Object persistence relies on the object serialization capabilities of the underlying programming language. For Python objects that means pickle. Python's Pickle provides a robust and reliable foundation for the effective persistence management of Python objects. In the resources below, you will find information about systems built on top of Python's pickle capabilities.

  • Related Article

    Contact Us

    The content source of this page is from Internet, which doesn't represent Alibaba Cloud's opinion; products and services mentioned on that page don't have any relationship with Alibaba Cloud. If the content of the page makes you feel confusing, please write us an email, we will handle the problem within 5 days after receiving your email.

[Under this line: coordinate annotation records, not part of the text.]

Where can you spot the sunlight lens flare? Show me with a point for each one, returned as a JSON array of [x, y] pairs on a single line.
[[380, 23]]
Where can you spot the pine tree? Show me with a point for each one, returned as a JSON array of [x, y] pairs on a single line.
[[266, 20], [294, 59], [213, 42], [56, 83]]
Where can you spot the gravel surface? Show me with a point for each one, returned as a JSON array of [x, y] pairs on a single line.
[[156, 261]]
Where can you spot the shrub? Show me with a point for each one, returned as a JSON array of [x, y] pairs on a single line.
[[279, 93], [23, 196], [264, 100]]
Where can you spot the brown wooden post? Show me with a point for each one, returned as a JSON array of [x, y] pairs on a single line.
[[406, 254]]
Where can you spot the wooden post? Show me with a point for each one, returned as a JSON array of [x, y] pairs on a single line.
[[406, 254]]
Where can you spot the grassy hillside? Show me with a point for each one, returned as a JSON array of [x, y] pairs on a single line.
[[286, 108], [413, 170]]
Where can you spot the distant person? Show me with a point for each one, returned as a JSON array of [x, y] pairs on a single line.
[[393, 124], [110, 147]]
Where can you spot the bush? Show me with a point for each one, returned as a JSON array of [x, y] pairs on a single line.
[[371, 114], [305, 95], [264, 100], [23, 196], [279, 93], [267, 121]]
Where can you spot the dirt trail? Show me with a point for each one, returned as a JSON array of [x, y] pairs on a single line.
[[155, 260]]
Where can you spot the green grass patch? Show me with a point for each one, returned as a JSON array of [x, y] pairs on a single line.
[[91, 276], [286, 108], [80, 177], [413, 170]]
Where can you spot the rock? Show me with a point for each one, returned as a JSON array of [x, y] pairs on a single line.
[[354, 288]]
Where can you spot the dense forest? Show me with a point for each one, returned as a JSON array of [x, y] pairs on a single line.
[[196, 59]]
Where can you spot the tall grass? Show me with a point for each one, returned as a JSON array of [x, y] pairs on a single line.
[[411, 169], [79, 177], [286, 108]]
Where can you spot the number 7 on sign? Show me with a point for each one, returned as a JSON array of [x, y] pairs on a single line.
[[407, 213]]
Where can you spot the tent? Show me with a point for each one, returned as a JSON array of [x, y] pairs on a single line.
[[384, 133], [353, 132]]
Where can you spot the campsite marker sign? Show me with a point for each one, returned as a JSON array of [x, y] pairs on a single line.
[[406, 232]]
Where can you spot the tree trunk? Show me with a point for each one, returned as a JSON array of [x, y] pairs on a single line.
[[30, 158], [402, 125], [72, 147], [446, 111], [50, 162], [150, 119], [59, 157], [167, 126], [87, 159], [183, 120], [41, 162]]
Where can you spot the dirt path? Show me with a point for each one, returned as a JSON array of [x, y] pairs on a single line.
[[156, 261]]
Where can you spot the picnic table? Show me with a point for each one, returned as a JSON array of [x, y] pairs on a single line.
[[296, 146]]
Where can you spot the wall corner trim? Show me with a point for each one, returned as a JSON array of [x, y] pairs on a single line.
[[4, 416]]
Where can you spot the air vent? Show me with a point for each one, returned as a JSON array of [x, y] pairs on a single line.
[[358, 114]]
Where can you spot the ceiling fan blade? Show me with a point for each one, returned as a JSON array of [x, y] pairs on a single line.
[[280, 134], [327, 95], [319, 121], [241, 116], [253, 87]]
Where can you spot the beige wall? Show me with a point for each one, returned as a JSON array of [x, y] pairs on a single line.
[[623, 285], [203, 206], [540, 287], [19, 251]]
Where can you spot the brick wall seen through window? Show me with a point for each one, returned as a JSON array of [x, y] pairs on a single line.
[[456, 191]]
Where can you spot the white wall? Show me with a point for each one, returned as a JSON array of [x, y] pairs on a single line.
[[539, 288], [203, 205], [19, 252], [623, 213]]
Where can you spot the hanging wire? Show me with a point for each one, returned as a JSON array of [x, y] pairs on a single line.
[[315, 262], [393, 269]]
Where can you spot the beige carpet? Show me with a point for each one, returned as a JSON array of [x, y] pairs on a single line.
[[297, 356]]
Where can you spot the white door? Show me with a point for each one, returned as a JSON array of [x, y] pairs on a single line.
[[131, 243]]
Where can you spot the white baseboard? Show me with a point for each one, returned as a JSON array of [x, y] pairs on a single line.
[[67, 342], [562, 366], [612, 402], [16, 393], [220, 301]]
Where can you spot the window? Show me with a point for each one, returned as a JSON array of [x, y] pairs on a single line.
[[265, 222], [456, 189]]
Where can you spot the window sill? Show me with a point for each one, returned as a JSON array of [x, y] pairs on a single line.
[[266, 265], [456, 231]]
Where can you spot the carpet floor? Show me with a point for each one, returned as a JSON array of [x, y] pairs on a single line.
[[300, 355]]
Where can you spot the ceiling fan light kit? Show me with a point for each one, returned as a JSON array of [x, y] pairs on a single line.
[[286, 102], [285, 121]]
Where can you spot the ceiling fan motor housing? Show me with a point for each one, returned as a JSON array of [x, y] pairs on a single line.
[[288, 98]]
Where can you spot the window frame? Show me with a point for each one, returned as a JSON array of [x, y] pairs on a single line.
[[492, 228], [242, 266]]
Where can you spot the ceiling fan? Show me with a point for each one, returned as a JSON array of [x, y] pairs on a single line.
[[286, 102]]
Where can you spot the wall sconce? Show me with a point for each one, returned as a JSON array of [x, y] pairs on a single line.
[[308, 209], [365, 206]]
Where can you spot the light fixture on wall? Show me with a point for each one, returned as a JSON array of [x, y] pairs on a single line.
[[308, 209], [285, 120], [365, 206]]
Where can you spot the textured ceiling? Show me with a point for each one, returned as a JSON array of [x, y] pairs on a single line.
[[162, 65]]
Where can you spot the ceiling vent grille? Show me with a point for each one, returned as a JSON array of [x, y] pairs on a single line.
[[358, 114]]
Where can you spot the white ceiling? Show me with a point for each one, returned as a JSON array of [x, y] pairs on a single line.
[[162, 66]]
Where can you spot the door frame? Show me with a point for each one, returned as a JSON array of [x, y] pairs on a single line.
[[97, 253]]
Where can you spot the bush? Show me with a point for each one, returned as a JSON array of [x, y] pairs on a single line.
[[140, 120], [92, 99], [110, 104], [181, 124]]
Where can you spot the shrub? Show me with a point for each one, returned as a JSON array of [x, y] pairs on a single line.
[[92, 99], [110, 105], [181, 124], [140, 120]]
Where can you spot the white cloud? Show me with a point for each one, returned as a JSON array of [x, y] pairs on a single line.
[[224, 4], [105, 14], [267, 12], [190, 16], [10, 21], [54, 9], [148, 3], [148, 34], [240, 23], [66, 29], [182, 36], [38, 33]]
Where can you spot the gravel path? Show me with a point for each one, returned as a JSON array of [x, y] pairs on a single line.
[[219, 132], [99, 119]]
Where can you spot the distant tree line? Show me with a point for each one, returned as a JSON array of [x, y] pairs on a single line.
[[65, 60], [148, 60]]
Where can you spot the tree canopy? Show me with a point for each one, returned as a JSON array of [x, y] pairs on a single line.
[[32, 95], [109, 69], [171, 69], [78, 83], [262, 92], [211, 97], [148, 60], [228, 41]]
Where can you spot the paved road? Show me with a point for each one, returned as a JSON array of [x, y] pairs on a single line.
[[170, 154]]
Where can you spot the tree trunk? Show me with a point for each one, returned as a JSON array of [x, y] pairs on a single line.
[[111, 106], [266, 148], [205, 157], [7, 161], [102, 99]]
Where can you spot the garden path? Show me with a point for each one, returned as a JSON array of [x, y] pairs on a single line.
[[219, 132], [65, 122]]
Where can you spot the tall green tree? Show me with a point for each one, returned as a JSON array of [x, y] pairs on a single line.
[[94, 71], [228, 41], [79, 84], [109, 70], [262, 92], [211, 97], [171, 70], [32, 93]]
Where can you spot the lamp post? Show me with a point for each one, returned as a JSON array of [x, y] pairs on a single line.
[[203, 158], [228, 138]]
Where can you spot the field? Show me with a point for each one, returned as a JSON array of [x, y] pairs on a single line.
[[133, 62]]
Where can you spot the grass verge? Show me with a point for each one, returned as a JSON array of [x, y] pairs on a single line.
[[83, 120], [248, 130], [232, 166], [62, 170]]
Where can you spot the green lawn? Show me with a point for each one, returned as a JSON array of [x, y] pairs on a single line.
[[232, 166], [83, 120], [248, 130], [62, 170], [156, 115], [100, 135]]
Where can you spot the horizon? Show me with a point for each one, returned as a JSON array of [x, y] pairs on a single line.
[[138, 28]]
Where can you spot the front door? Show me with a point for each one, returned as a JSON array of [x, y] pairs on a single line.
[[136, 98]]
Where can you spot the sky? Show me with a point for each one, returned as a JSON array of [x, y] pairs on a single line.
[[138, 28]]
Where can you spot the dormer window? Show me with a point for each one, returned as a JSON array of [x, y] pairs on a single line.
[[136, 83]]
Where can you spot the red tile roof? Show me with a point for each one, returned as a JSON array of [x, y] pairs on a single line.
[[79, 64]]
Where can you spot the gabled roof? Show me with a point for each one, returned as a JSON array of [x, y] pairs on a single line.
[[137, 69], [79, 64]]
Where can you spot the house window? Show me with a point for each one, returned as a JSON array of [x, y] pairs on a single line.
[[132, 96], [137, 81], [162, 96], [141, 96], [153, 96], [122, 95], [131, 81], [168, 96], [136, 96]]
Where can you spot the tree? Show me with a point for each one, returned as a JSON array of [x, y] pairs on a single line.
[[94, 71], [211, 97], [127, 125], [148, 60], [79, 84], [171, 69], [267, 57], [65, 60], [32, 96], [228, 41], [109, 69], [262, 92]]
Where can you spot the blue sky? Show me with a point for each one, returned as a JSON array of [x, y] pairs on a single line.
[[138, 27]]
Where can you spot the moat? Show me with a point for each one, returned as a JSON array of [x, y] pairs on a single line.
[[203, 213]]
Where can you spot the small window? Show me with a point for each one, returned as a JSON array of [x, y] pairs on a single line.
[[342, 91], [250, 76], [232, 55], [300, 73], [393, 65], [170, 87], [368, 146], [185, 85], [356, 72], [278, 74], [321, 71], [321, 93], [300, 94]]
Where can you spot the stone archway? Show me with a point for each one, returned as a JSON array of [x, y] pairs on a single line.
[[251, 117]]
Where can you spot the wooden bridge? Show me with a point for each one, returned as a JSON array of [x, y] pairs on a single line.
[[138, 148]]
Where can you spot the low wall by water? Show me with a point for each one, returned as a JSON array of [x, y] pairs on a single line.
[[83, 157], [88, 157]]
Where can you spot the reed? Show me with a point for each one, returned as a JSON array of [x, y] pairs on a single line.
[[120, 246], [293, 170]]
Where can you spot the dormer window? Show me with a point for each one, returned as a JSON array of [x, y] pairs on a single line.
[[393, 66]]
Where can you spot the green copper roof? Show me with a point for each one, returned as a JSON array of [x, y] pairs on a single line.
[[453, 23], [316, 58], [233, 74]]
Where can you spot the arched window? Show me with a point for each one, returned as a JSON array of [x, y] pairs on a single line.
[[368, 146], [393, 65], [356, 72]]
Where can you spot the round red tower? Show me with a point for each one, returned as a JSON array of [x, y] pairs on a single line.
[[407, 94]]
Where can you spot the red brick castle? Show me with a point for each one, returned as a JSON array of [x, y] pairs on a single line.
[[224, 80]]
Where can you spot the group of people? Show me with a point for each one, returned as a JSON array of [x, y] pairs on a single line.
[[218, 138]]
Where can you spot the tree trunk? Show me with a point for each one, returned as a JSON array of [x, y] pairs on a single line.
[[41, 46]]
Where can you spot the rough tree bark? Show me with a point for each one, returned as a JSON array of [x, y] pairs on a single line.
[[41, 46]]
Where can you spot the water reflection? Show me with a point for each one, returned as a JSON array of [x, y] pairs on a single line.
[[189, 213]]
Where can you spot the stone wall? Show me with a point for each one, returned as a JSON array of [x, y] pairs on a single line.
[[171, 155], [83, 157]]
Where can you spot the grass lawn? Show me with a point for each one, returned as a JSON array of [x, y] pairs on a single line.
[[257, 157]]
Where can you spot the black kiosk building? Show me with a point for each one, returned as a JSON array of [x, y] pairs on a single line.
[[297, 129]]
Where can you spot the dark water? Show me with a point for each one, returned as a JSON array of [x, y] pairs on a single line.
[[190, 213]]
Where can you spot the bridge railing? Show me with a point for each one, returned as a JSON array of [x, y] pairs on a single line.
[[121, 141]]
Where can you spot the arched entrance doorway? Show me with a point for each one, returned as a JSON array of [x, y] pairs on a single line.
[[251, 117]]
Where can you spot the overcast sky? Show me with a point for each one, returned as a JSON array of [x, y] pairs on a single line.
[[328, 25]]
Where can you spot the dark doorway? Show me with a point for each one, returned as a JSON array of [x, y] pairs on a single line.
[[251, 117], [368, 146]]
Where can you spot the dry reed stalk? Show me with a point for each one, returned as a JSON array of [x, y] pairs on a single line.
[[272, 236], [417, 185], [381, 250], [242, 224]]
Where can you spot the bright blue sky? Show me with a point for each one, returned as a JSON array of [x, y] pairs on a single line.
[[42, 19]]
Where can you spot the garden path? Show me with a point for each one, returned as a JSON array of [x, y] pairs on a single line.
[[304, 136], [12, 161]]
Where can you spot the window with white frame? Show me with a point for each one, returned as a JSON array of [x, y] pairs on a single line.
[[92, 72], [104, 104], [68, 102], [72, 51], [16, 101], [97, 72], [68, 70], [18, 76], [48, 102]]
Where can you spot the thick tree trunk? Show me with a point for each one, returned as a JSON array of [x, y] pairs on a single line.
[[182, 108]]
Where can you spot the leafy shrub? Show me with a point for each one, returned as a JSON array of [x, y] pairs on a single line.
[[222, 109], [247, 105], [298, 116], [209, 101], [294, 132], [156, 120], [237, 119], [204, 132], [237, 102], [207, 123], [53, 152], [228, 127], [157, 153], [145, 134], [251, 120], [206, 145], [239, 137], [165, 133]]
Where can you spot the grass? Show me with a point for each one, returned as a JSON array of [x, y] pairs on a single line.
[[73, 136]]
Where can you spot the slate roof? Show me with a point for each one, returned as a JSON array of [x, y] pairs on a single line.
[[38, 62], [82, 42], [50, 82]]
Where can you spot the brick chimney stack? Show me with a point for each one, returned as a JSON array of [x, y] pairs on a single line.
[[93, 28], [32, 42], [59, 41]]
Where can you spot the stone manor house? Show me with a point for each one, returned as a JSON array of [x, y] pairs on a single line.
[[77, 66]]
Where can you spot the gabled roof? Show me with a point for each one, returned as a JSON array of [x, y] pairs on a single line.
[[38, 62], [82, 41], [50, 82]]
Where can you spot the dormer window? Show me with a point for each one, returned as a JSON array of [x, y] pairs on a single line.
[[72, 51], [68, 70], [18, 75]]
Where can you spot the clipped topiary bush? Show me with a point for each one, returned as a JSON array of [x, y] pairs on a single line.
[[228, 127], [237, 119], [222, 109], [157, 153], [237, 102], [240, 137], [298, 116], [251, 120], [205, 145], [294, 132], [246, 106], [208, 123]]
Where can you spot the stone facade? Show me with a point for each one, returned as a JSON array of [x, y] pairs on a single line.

    If you find any instances of plagiarism from the community, please send an email to: info-contact@alibabacloud.com and provide relevant evidence. A staff member will contact you within 5 working days.

    A Free Trial That Lets You Build Big!

    Start building with 50+ products and up to 12 months usage for Elastic Compute Service

    • Sales Support

      1 on 1 presale consultation

    • After-Sales Support

      24/7 Technical Support 6 Free Tickets per Quarter Faster Response

    • Alibaba Cloud offers highly flexible support services tailored to meet your exact needs.